AI expert and founder of AIforBusiness.net Johan Steyn says AI is simultaneously the biggest opportunity and the most complex challenge that the South African tech channel has faced in a generation.
“For channel operators, there is a temptation to chase technology – but the organizations that will succeed are those that lead with people first. AI unlocks real growth: better demand forecasting, thinner supply chains, faster partner enablement. But it also exposes every weakness in a business – fragmented systems, skills gaps, unclear strategy and leadership that hasn't yet asked the tough questions.
“The channel operators I see succeeding are not necessarily the ones with the most sophisticated tools; they are the ones who have built the human capacity and organizational agility to absorb change at speed.
“In South Africa, where we have both the urgency of a growing economy and the complexity of the global technology ecosystem, a human-centred approach is not optional – it is the only sustainable way forward.”
Looking ahead, Bunting says AI represents a clear democratization opportunity for smaller channel players.
“Most of the conversation about AI in the channel focuses on large distributors and tier-one partners. But AI, when implemented through the right platform, can be the great equalizer for SME resellers and emerging partners who have historically lacked the resources to compete on intelligence and speed,” he commented.
Growthguru.ai cites research from Transformation Systems stating that globally, 70% to 80% of organizations are investing in AI, but only 10% to 15% are actually seeing measurable ROI.
Bunting says that as AI moves from a technology line item to a growth and revenue investment, the evaluation criteria change and it becomes much easier to demonstrate ROI.
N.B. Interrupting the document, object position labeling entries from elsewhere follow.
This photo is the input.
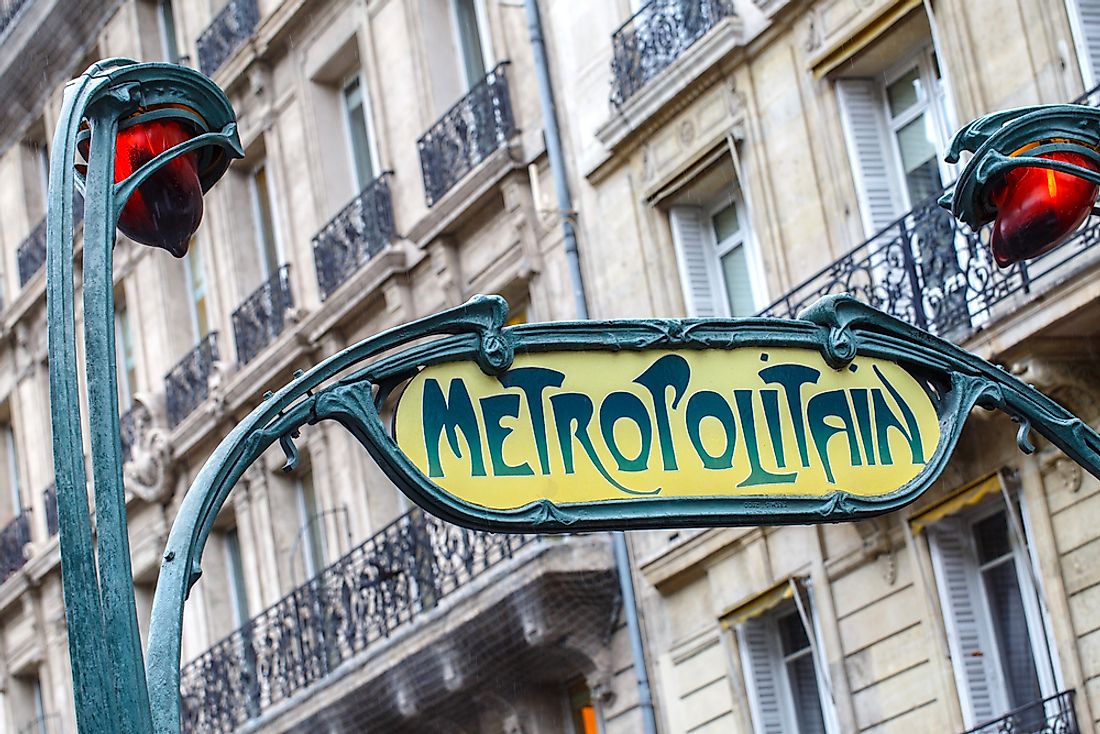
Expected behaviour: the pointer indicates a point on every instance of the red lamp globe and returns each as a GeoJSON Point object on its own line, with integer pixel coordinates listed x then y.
{"type": "Point", "coordinates": [1038, 208]}
{"type": "Point", "coordinates": [166, 209]}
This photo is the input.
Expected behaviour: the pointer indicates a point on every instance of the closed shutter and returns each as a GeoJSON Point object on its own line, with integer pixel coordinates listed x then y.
{"type": "Point", "coordinates": [760, 664]}
{"type": "Point", "coordinates": [697, 264]}
{"type": "Point", "coordinates": [974, 654]}
{"type": "Point", "coordinates": [868, 152]}
{"type": "Point", "coordinates": [1088, 17]}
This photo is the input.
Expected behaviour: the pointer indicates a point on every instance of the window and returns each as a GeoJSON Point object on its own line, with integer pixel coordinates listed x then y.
{"type": "Point", "coordinates": [263, 219]}
{"type": "Point", "coordinates": [310, 537]}
{"type": "Point", "coordinates": [234, 571]}
{"type": "Point", "coordinates": [992, 614]}
{"type": "Point", "coordinates": [360, 133]}
{"type": "Point", "coordinates": [716, 264]}
{"type": "Point", "coordinates": [196, 291]}
{"type": "Point", "coordinates": [787, 690]}
{"type": "Point", "coordinates": [1085, 21]}
{"type": "Point", "coordinates": [124, 347]}
{"type": "Point", "coordinates": [897, 128]}
{"type": "Point", "coordinates": [582, 710]}
{"type": "Point", "coordinates": [13, 495]}
{"type": "Point", "coordinates": [473, 50]}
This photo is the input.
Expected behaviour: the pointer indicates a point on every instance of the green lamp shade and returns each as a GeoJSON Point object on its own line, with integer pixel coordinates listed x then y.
{"type": "Point", "coordinates": [1038, 208]}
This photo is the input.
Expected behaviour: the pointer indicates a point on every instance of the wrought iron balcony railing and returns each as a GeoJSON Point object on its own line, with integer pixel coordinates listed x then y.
{"type": "Point", "coordinates": [932, 271]}
{"type": "Point", "coordinates": [1053, 715]}
{"type": "Point", "coordinates": [188, 383]}
{"type": "Point", "coordinates": [657, 35]}
{"type": "Point", "coordinates": [466, 134]}
{"type": "Point", "coordinates": [354, 236]}
{"type": "Point", "coordinates": [261, 317]}
{"type": "Point", "coordinates": [384, 583]}
{"type": "Point", "coordinates": [32, 253]}
{"type": "Point", "coordinates": [13, 537]}
{"type": "Point", "coordinates": [50, 502]}
{"type": "Point", "coordinates": [230, 29]}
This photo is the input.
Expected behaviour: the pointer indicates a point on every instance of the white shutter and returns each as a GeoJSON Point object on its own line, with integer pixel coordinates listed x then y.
{"type": "Point", "coordinates": [974, 654]}
{"type": "Point", "coordinates": [1088, 36]}
{"type": "Point", "coordinates": [760, 664]}
{"type": "Point", "coordinates": [695, 256]}
{"type": "Point", "coordinates": [869, 153]}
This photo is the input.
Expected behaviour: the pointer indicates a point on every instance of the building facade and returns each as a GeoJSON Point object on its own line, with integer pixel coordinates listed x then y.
{"type": "Point", "coordinates": [726, 157]}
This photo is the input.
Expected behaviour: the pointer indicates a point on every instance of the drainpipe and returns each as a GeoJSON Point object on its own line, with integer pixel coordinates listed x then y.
{"type": "Point", "coordinates": [565, 210]}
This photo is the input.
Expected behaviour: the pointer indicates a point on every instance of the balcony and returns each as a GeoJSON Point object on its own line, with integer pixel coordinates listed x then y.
{"type": "Point", "coordinates": [657, 35]}
{"type": "Point", "coordinates": [187, 385]}
{"type": "Point", "coordinates": [931, 271]}
{"type": "Point", "coordinates": [261, 318]}
{"type": "Point", "coordinates": [13, 537]}
{"type": "Point", "coordinates": [32, 253]}
{"type": "Point", "coordinates": [50, 502]}
{"type": "Point", "coordinates": [1053, 715]}
{"type": "Point", "coordinates": [354, 236]}
{"type": "Point", "coordinates": [466, 134]}
{"type": "Point", "coordinates": [231, 28]}
{"type": "Point", "coordinates": [376, 602]}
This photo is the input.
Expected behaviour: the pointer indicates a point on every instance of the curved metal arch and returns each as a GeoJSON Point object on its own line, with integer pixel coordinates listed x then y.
{"type": "Point", "coordinates": [109, 683]}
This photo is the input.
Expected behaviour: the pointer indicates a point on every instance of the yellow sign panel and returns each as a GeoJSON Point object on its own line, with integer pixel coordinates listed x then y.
{"type": "Point", "coordinates": [581, 427]}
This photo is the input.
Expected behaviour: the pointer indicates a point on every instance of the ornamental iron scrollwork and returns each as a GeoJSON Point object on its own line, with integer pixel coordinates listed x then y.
{"type": "Point", "coordinates": [230, 28]}
{"type": "Point", "coordinates": [480, 123]}
{"type": "Point", "coordinates": [187, 384]}
{"type": "Point", "coordinates": [261, 317]}
{"type": "Point", "coordinates": [380, 585]}
{"type": "Point", "coordinates": [657, 35]}
{"type": "Point", "coordinates": [353, 237]}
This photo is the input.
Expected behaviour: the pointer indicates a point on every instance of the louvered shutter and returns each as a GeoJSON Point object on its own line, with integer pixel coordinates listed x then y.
{"type": "Point", "coordinates": [760, 664]}
{"type": "Point", "coordinates": [1088, 15]}
{"type": "Point", "coordinates": [974, 655]}
{"type": "Point", "coordinates": [869, 153]}
{"type": "Point", "coordinates": [697, 263]}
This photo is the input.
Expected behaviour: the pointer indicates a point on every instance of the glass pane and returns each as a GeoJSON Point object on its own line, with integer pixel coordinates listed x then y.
{"type": "Point", "coordinates": [804, 694]}
{"type": "Point", "coordinates": [919, 159]}
{"type": "Point", "coordinates": [473, 57]}
{"type": "Point", "coordinates": [1013, 638]}
{"type": "Point", "coordinates": [726, 223]}
{"type": "Point", "coordinates": [358, 131]}
{"type": "Point", "coordinates": [991, 537]}
{"type": "Point", "coordinates": [265, 223]}
{"type": "Point", "coordinates": [735, 272]}
{"type": "Point", "coordinates": [905, 91]}
{"type": "Point", "coordinates": [167, 20]}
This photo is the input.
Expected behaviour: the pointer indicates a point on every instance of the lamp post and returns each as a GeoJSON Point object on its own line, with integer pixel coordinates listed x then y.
{"type": "Point", "coordinates": [155, 137]}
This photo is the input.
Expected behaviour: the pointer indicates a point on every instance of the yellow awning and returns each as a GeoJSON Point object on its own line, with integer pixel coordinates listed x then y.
{"type": "Point", "coordinates": [757, 605]}
{"type": "Point", "coordinates": [968, 496]}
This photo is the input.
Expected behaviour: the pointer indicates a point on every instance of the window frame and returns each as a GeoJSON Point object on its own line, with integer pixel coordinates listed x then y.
{"type": "Point", "coordinates": [483, 37]}
{"type": "Point", "coordinates": [778, 664]}
{"type": "Point", "coordinates": [372, 141]}
{"type": "Point", "coordinates": [1029, 580]}
{"type": "Point", "coordinates": [935, 102]}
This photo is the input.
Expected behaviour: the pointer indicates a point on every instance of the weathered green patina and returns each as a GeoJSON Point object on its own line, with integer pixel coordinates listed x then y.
{"type": "Point", "coordinates": [352, 387]}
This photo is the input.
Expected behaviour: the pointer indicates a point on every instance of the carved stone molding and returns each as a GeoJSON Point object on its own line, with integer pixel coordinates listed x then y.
{"type": "Point", "coordinates": [149, 472]}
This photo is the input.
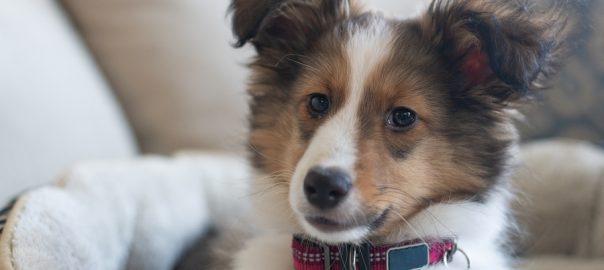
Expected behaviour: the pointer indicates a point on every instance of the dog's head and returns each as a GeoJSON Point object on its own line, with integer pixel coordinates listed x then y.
{"type": "Point", "coordinates": [359, 121]}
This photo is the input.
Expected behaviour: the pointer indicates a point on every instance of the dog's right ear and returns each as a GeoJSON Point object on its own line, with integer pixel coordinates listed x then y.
{"type": "Point", "coordinates": [289, 25]}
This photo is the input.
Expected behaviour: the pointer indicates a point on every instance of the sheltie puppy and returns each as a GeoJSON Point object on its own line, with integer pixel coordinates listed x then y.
{"type": "Point", "coordinates": [381, 143]}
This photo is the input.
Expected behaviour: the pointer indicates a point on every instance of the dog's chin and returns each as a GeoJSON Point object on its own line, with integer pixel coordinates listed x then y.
{"type": "Point", "coordinates": [332, 231]}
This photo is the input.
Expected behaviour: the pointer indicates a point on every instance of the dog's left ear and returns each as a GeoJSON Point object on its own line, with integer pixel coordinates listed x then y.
{"type": "Point", "coordinates": [502, 49]}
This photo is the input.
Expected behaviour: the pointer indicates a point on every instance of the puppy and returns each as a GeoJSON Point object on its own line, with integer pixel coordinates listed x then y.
{"type": "Point", "coordinates": [381, 143]}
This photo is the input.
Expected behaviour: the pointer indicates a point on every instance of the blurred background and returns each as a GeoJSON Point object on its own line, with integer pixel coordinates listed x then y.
{"type": "Point", "coordinates": [111, 79]}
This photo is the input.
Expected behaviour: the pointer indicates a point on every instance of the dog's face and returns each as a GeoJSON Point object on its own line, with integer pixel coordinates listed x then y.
{"type": "Point", "coordinates": [359, 122]}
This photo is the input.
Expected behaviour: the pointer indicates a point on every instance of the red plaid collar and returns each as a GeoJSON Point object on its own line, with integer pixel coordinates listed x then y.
{"type": "Point", "coordinates": [408, 255]}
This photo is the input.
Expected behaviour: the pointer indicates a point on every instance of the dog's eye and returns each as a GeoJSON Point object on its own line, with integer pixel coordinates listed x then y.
{"type": "Point", "coordinates": [318, 104]}
{"type": "Point", "coordinates": [401, 119]}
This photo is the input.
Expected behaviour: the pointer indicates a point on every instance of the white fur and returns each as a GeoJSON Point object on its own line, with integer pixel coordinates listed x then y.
{"type": "Point", "coordinates": [334, 143]}
{"type": "Point", "coordinates": [477, 226]}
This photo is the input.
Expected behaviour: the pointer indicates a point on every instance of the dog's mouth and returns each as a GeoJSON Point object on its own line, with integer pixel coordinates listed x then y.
{"type": "Point", "coordinates": [328, 225]}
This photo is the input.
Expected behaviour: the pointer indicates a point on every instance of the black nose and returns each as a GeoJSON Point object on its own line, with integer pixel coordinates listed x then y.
{"type": "Point", "coordinates": [326, 187]}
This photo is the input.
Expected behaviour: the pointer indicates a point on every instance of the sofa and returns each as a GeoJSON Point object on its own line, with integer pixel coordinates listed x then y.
{"type": "Point", "coordinates": [118, 82]}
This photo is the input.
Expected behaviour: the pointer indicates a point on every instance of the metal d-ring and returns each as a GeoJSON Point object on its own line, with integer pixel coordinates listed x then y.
{"type": "Point", "coordinates": [353, 259]}
{"type": "Point", "coordinates": [466, 256]}
{"type": "Point", "coordinates": [446, 261]}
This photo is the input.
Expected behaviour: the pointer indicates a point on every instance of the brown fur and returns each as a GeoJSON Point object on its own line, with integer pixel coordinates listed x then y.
{"type": "Point", "coordinates": [459, 149]}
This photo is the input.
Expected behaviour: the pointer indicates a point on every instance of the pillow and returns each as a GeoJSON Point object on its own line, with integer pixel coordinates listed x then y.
{"type": "Point", "coordinates": [174, 69]}
{"type": "Point", "coordinates": [55, 107]}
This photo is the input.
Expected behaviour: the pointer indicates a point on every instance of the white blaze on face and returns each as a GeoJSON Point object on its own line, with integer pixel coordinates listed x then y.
{"type": "Point", "coordinates": [335, 143]}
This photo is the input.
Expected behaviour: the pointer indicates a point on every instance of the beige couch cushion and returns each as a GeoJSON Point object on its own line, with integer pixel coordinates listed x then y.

Walker suggests that organizations should expect the local supply chain to focus on high-growth areas, such as GPU compute, AI storage, high-performance networking, and power/cooling solutions.
However, given global supply constraints, long lead times, and export control regulations, they will also have to combine new relationships, financing structures, and inventory strategies to reliably meet AI hardware demand.
Bunting says: “AI isn't just changing what partners sell – it's changing how partners should go to market. Those who can align strategy, incentives and execution in real-time will win. Those who rely on static plans and disconnected marketing will be left behind. And, in the highly competitive IT market – where margin pressure, currency volatility and skills shortages already stress partners – the need for structured, intelligent execution is ever greater. Has not been.”